Categories
Violence and Nonviolence

Bad Religion: Hello Cruel World

For this week’s entry into the playlist, I present Hello Cruel World by Bad religion. The song involves the point of view character pleading that the world recognizes his suffering. The nature and content of the suffering is never expounded, allowing us to interject our own understandings. I believe we can thus read the lyrics though Judith Butler’s framing of redressing inequality in terms of grievability.

The first chorus begins:

Hello cruel world
Do you know that you’re killing me?
I don’t mind, but I could use a little sympathy
I’ve been blind as a fool can be
My dear cruel world
Do you ever think about me?

The lyrics are rather straightforward, the perspective character is pleading with the world to recognize and sympathize with his suffering. He’s so resigned to his suffering, that he doesn’t even plead for a change to his condition, rather that it merely be seen. I think we can interpret this outside of a simple call for empathy, which as Butler articulates, can center a more self-serving interpretation of recognition. Moving away from this, to see a population as grievable is to value them outside of their relation to oneself but as entities that have value in of themself.
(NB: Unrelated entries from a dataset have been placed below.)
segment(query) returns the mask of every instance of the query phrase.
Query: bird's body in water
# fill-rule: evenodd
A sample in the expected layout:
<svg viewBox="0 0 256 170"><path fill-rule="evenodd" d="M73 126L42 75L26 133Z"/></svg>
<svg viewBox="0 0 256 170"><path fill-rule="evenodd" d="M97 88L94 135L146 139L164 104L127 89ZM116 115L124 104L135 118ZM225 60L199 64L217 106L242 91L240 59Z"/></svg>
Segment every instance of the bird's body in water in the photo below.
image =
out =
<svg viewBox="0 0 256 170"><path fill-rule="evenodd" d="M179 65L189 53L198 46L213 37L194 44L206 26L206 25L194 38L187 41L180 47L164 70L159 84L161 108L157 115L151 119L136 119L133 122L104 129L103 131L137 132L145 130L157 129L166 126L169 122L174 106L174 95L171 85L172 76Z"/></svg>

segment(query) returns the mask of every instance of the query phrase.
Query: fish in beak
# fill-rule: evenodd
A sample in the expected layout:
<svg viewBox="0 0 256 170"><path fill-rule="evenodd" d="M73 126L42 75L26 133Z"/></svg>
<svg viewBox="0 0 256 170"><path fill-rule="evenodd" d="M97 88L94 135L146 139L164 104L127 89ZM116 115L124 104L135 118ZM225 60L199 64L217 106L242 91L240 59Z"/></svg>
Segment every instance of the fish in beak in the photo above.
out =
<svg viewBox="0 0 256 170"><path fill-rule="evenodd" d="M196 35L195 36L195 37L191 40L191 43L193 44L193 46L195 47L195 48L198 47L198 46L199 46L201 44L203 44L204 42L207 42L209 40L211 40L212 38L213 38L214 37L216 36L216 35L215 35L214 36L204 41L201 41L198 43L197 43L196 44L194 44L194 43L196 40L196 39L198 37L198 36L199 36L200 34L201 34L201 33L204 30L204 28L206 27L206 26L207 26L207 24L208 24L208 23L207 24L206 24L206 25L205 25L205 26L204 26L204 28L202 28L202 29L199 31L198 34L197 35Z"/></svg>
“If and when a population is grievable, they can be acknowledged as a living population whose death would be grieved if that life were lost, meaning that such loss would be unacceptable, and even wrong—an occasion of shock and outrage.”

This concept can even be extended to include land and non-human animals, whose moral value is so often obscured by the limitations concepts of empathy naturally provide. The loss of say, an species of primate, can be framed in the grievable loss of a unique member of earths community.